Jesus’ disciples had gone into town to buy some food. When they entered back into the scene they were amazed to discover Jesus entertaining this woman. Amazed is a euphemism for “pooped bricks”. I can picture their jaws hanging open and the groceries slowly dropping to the ground as the disciples were thinking to themselves, “Jesus, stop! What are you doing?! You are messing up everything. Why are you hanging out with her? Don’t let anyone see you. They will never take you seriously. Start acting like the Messiah is supposed to act.” That is essentially how scripture paints their unspoken thoughts as it says, “‘What do You seek?’ or, ‘Why do You speak with her?” Breaking social barriers is shocking for others to see and often difficult to understand.

The story gets even better when the woman hurries into the city to tell everyone how her life was changed. It seems that the disciples were catching on to what was happening, so they tried to distract Jesus from paying further attention to the Samaritan people and thus harming his reputation even more. In effect, they said, “Would you look at the time? Hey Jesus, you’re hungry, right? Yeah, its time to eat Bro. Darn, we know you hate to miss out on ministry, but we gotta eat and run.” The temporal need for food became a distraction for the greater need to help others.  Distractions from good often come from those who are our social contemporaries and in the form of temporal obligations.

It turns out that Jesus stayed in that town for 2 more days and he did plenty more miracles- enough socializing with the outcast to make those closest to Him stock up on Rolaids. When we read this story, we all need to ask, “Who is our Samaritan woman of our day?” Who is it that we would never be seen with? Who is that person or people that if you saw your friend or pastor with, you would ask to yourself, “What are you doing hanging out with them? Isn’t that inappropriate?” Hopefully we don’t have that thought in us. Following Jesus means that we will transcend social barriers and distractions that would keep us from ministering to others.

Transcending social barriers eclipses the personal prejudice and barricades that are put up against others. What is interesting is that the very desire to belong often feeds intolerance of others. For some reason we intuitively think we cannot have both/ and. We think that if we demonstrate acceptance of those different than us, then our friends may think less of us. This would not happen in a genuine friendship, and regardless, a follower of Christ is ultimately concerned about what the King expects.

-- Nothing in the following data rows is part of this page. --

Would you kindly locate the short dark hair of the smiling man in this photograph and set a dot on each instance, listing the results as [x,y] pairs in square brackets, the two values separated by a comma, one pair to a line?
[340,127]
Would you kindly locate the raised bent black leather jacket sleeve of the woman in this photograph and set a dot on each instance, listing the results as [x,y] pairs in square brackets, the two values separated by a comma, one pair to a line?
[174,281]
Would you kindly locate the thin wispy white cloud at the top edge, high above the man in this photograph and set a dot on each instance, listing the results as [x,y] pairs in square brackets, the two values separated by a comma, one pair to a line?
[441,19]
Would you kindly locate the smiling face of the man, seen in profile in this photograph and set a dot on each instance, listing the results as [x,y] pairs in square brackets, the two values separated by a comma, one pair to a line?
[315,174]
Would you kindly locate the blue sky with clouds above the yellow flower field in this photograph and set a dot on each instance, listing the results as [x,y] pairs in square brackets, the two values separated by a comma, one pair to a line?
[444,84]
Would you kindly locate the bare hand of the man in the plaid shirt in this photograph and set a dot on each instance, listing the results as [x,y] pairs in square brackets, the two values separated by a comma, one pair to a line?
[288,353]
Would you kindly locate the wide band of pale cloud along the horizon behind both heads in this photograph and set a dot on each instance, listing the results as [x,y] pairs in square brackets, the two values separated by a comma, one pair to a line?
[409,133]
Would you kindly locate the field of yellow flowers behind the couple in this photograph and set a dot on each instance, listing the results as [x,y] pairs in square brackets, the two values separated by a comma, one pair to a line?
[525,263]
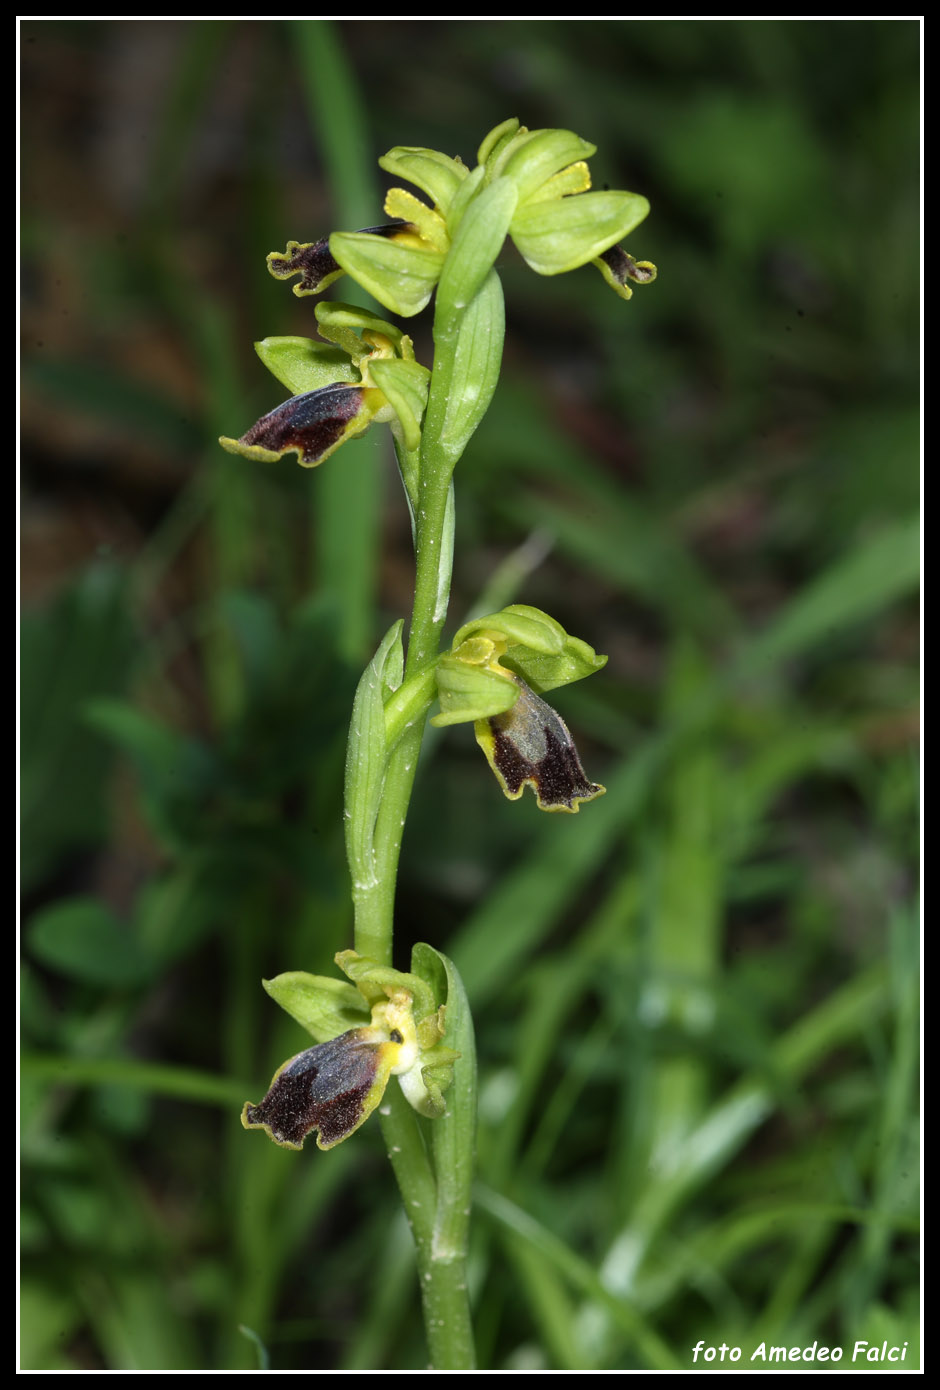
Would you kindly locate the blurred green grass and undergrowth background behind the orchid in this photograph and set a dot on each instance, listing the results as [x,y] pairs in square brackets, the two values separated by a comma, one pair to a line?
[697,1003]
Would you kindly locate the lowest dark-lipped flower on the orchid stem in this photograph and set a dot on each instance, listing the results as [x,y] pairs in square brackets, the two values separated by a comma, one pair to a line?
[332,1089]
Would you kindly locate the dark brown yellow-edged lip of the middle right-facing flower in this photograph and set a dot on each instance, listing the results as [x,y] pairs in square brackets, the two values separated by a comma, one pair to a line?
[529,746]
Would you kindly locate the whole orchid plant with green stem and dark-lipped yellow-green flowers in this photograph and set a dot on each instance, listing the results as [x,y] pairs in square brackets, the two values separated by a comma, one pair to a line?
[380,1022]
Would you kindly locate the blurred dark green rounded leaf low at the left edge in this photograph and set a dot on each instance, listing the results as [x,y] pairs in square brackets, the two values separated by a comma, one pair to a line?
[83,940]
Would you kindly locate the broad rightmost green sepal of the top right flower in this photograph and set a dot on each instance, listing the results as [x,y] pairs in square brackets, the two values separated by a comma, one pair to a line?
[569,233]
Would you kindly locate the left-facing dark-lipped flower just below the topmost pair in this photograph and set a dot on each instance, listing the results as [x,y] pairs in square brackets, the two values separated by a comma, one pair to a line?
[340,391]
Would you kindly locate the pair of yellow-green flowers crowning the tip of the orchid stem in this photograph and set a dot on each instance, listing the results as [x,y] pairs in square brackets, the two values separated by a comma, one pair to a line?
[533,184]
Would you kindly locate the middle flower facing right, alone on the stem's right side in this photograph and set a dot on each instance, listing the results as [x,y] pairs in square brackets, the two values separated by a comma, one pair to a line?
[486,679]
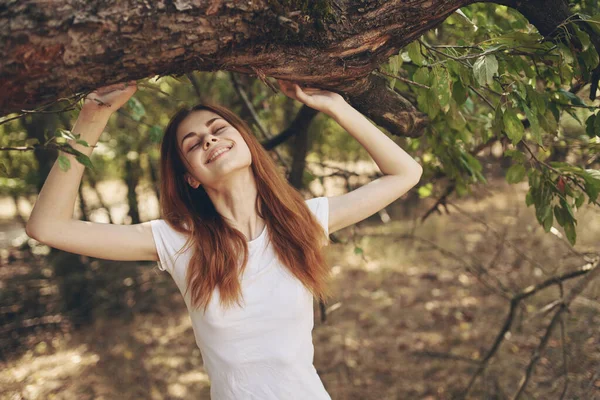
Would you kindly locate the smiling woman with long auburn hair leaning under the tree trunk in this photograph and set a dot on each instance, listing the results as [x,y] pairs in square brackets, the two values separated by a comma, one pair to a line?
[241,244]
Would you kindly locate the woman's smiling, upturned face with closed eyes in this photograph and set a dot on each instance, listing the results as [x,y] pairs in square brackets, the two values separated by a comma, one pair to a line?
[198,135]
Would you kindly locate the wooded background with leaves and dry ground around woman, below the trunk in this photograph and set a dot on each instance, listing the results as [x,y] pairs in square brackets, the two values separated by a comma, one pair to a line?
[481,282]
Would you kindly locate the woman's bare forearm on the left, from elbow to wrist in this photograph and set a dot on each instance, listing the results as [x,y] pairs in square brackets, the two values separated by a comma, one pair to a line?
[56,200]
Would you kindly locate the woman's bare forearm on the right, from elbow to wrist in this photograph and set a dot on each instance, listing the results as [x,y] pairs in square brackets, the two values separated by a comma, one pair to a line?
[389,157]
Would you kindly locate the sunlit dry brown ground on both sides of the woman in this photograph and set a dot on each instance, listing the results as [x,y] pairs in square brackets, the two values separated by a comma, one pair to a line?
[409,319]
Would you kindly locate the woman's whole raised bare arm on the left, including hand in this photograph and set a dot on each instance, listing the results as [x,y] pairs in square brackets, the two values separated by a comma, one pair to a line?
[51,221]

The reality is that we all struggle in some way with reaching out to those who are different. So my proposal is that we stop being amazed in the same way the disciples were when they saw Jesus ministering to the Samaritan woman. Extending love to weird people should not be shocking. It should be as normal as loving “normal” people. Who do you know that you have neglected, ignored or failed to help because they are different than you? What are some practical ways that you can extend mercy and grace in their life?